En outre, la distribution de cette qualité dans une population donnée est
inégale entre les individus et varie selon les fonctions en cause,
répondant à une règle selon laquelle une majorité des individus présentent
un pattern dit « typique », parce que le plus fréquent, alors que les
autres divergent de ce pattern typique. Enfin, chez un individu donné, la
latéralisation de diverses fonctions semble se faire de manière conjointe,
en particulier pour les deux les plus largement étudiées : la
latéralisation du langage et la préférence manuelle, toutes deux étant chez
la grande majorité des individus liées à l'hémisphère gauche. A l'inverse,
la spécialisation de l'hémisphère droit pour les émotions, l'attention, les
processus visuo-spatiaux, entre autres, a été beaucoup moins souvent prise
en considération dans la recherche des mécanismes neurobiologiques
responsables.
Historiquement, la notion de dominance cérébrale a été étroitement liée à
la description d'asymétries sur le cerveau, asymétries volontiers
considérées comme la marque d'un processus très précoce, du reste déjà
présent chez les primates non-humains. Ce n'est que depuis une vingtaine
d'années (Geschwind & Galaburda, 1985; Habib & Galaburda, 1986) que la
neuropsychologie a commencé à intégrer des notions issues d'autres
disciplines mais aptes à éclairer d'un jour nouveau une asymétrie de
fonction connue depuis plus de cent ans (Broca, 1865). Aujourd'hui, cet
aspect est devenu une discipline en soi et continue à intriguer les
chercheurs de tous bords.
Ce chapitre envisage successivement les principaux facteurs connus pour
déterminer la dominance cérébrale : l'anatomie du cerveau, la génétique, le
sexe et les hormones sexuelles, de même que certains facteurs
d'environnement, susceptibles d'exercer des pressions mécaniques ou
culturelles sur certains aspects de la latéralisation et l'interaction
entre ces différents facteurs.

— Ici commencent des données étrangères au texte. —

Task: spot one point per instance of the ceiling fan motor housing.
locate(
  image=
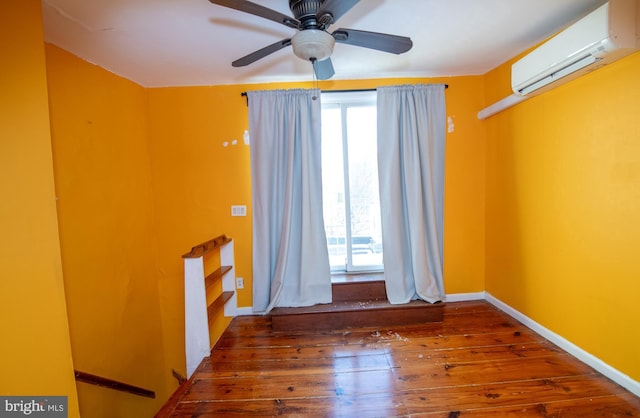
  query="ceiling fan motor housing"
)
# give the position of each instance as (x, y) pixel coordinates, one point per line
(313, 44)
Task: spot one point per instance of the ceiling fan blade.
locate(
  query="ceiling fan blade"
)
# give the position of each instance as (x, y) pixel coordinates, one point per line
(261, 53)
(323, 69)
(373, 40)
(336, 7)
(260, 11)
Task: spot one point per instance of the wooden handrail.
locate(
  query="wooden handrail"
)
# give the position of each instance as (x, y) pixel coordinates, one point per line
(113, 384)
(208, 246)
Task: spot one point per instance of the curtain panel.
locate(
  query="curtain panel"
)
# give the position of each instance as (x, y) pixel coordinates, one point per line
(290, 258)
(411, 150)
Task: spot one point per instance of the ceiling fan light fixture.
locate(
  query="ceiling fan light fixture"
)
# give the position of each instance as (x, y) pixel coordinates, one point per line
(313, 44)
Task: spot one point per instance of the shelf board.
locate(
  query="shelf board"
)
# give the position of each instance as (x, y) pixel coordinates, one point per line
(218, 304)
(208, 246)
(216, 275)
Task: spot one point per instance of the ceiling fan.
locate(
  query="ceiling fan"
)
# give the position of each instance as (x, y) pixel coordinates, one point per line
(312, 42)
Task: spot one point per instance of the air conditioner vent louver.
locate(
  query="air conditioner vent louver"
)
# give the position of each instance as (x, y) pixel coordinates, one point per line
(601, 37)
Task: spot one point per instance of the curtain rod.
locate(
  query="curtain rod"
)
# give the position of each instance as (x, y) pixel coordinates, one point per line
(244, 93)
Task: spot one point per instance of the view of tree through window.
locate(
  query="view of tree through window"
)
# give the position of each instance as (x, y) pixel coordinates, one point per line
(350, 181)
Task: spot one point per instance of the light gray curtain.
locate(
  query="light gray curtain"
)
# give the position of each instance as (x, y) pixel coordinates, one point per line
(290, 259)
(411, 148)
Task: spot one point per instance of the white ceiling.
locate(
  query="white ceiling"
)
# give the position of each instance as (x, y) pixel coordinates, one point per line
(158, 43)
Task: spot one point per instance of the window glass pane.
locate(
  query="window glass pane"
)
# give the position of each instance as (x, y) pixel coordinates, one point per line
(350, 182)
(333, 187)
(366, 235)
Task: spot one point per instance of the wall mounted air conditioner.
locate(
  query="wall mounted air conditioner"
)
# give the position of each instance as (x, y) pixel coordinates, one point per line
(603, 36)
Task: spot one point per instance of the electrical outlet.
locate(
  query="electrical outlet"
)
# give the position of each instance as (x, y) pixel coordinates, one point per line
(239, 210)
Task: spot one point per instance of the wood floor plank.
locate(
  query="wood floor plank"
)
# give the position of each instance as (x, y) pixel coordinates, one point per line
(285, 386)
(478, 362)
(293, 353)
(471, 397)
(426, 374)
(319, 365)
(464, 355)
(365, 406)
(597, 407)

Diverses données, provenant de différents
domaines des neurosciences, incluant notamment les travaux d'imagerie
cérébrale, seront présentées, discutées, et mises en perspective dans le
but de proposer un modèle explicatif apte à rendre compte du plus grand
nombre de faits.
1- Anatomie du cerveau : des asymétries corticales Depuis le travail princeps de Geschwind et Levitsky (1968), il est habituel
de rapprocher le concept de dominance cérébrale de la présence d'asymétries
morphologiques sur la surface du cerveau. Ces auteurs, observant 100
cerveaux humains de sujets décédés de cause non neurologique, ont mesuré
l'étendue macroscopique du Planum temporale, et remarqué que dans 65% des
cas, il existait une asymétrie de cette structure en faveur de l'hémisphère
gauche. Cette petite région corticale triangulaire, dont la majeure partie
est enfouie dans la fissure sylvienne, en arrière du gyrus de Heschl (qui
abrite l'aire auditive primaire), fait partie intégrante de l'aire de
Wernicke et apparaissait donc comme un bon candidat pour abriter les
mécanismes qui déterminent la spécialisation de l'hémisphère gauche pour le
langage. Suite à ce travail princeps, de nombreux travaux ont été publiés,
confirmant dans l'ensemble les données de ces auteurs (Witelson, 1983;
Geschwind et Galaburda, 1984, 1985; Habib et Galaburda, 1986, Galaburda &
Habib, 1987; Witelson & Kigar, 1988, Witelson, 1991).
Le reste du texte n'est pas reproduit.